I'm not against all authority by any means, but it's not an unconditionally good thing either.
All of her points on the "Totalitarian" states are ultimately used to indict all of modern society as being unfavorably close to Nazism, as opposed to Arendt's conception of what a good state should be. And what would Hannah Arendt consider to be a good state? Some idealized version of Ancient Greece that's built on her arbitrary philosophical categories of Human Freedom.
The book is less Cold War propaganda than it is some masturbatory philosophical treatise about how The Greeks Got It Right.
RedMaistre posted:"My first impression: On top, the judges, the best of German Jewry. Below them, the prosecuting attorneys, Galicians, but still Europeans.
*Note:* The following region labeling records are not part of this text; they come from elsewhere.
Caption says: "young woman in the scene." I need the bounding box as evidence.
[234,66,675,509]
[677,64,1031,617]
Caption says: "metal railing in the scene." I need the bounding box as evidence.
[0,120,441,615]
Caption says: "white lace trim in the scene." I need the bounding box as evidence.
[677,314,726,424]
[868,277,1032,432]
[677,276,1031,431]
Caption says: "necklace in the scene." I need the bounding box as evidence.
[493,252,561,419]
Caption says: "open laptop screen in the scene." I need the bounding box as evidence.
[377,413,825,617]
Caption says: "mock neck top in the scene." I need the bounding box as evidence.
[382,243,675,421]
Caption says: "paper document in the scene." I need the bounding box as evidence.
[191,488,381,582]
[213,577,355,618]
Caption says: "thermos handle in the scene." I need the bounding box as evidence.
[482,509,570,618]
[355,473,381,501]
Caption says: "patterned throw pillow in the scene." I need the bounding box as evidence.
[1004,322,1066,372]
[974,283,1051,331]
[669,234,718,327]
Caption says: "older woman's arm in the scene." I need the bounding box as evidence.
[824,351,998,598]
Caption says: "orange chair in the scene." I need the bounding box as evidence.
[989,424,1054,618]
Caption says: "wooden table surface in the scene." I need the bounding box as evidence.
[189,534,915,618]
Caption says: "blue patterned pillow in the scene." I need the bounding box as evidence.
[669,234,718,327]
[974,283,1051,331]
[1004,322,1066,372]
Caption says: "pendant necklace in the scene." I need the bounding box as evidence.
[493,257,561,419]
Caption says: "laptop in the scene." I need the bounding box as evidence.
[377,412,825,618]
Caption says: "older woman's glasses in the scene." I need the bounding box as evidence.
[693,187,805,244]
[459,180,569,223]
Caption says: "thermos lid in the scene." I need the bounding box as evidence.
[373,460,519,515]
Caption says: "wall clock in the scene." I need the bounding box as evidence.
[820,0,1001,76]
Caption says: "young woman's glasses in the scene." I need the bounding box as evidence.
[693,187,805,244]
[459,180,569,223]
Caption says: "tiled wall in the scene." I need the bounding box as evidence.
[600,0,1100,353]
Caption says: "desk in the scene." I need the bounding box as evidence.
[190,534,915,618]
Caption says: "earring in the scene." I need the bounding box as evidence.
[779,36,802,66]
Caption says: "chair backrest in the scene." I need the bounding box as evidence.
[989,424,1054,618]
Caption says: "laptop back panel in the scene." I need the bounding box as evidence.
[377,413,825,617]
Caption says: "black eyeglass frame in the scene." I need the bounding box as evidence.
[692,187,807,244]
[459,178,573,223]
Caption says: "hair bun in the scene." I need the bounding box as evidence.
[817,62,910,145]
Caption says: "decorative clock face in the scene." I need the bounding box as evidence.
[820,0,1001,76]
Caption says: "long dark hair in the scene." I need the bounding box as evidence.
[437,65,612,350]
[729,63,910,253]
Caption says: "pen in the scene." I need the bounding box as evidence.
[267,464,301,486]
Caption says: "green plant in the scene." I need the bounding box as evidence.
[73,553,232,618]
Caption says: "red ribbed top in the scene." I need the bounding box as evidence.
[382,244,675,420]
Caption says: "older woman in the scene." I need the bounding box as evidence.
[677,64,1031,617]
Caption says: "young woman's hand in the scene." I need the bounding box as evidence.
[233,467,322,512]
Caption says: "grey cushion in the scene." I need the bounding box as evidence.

Everything is organized by a police force that gives me the creeps, speaks only Hebrew, and looks Arabic ... And outside the doors, the oriental mob, as if one were in Istanbul or some other half-Asiatic country."
-From Eichmann in Jerusalem by Hannah Arendt
I'm half Galician, I guess - but until a year or two ago I didn't know Galicia was a place or that it was the cultural/ethnic commonality between my grandparents who came from either side of the Polish-Ukrainian border.
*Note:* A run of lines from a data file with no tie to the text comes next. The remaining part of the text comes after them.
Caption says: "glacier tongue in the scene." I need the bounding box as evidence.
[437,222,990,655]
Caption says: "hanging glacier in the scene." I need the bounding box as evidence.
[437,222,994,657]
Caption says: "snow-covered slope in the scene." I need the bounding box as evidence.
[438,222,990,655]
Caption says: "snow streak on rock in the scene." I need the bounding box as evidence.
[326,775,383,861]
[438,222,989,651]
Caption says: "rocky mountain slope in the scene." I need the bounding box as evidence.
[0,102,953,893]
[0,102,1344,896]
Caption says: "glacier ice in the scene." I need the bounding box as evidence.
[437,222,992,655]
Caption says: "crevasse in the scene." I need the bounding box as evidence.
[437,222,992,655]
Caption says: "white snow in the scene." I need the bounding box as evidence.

I definitely don't know what Galician signifies here in context, were they notorious for certain things in Germany/Austria?
I'd ask my grandparents but one is dead (rip, my grandmother) and the other doesn't really want to get into most of it, usually. I think he's (I'm?) secretly Jewish. But I am completely estranged from that half of my family background because... Hitler, I guess.